La stessa stagione congressuale della Cgil va quindi letta come un’occasione (e lo è stata, in molte circostanze) in cui provare a tenere insieme il quotidiano e il medio termine, il bilancio di questi 4 anni straordinari (nel senso proprio del termine, dalla Pandemia alla Guerra in Ucraina, dal Governo Salvini-Di Maio al Conte Due, Draghi e ora Meloni) e i prossimi 4 che ci attendono.

Con tutte le contraddizioni ed i limiti del caso, con tutti i problemi che avremo, ma anche con quella forza fatta di idee, donne e uomini che ci fanno essere ancora un riferimento per milioni di lavoratori e pensionati.

A Modena, al XX Congresso della Fillea Cgil e poi al congresso nazionale della Cgil a Rimini, proveremo a tirare qualche riga, partendo da cosa abbiamo fatto e cosa abbiamo alle spalle, coerenti con la nostra storia (il 2022 ci ha visti anche festeggiare i nostri “primi 136 anni” come Fillea) e con il nostro essere sempre “da un lato della barricata”, figli orgogliosi di un pensiero e di una cultura politica, progressista e di sinistra.

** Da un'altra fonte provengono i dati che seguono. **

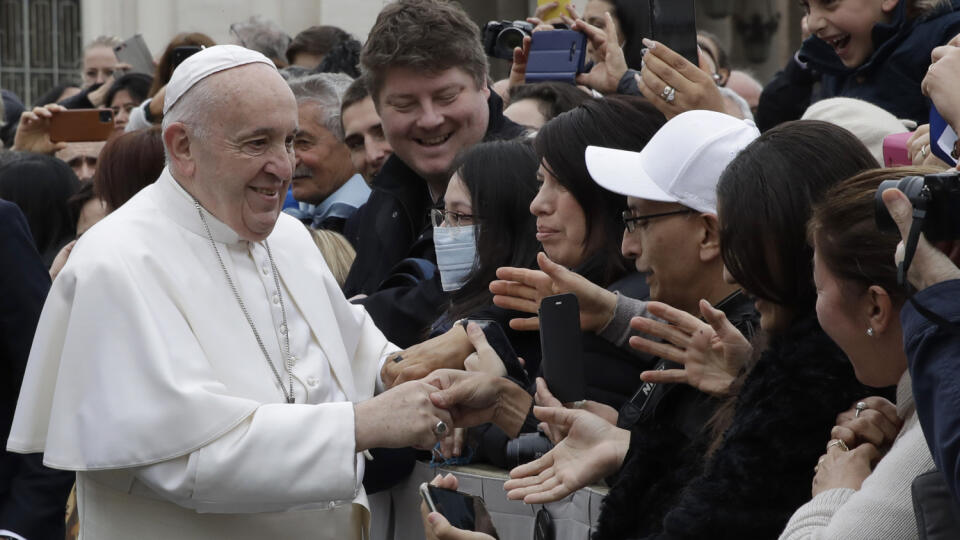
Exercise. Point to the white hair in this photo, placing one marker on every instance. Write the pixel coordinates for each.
(327, 90)
(193, 110)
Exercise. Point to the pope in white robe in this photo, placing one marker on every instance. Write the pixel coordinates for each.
(146, 375)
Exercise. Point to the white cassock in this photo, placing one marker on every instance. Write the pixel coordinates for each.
(147, 380)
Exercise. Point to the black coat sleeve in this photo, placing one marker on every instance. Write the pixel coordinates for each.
(32, 497)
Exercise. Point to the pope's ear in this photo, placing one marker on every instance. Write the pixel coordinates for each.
(179, 148)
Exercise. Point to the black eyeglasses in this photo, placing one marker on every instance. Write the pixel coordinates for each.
(439, 216)
(631, 222)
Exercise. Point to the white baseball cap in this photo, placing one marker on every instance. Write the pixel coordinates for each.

Provando a costruire un po’ di futuro secondo lo slogan: “più contrattazione, più rappresentanza, più democrazia”.

Perché alla fine sempre lì si torna, come all’inizio di questo editoriale: alla democrazia sociale, politica ed economica che è la democrazia dei “produttori” per dirla con le parole di Bruno Trentin. Che è partecipazione, al voto, alle scelte di impresa, sul territorio.

E certo cambiano le tecnologie, il cosa e come produrre; cambiano le relazioni produttive e le professioni; cambiano le priorità (quella ambientale prima fra tutte), ma non cambia la voglia di libertà, la difesa della dignità, l’esigenza di un maggiore protagonismo del mondo del lavoro.

Ce lo ha ricordato da ultimo Papa Francesco quando ha incontrato la Cgil il 19 Dicembre scorso in Vaticano: “non esistono sindacati senza i lavoratori, ma non esistono lavoratori liberi senza il sindacato”.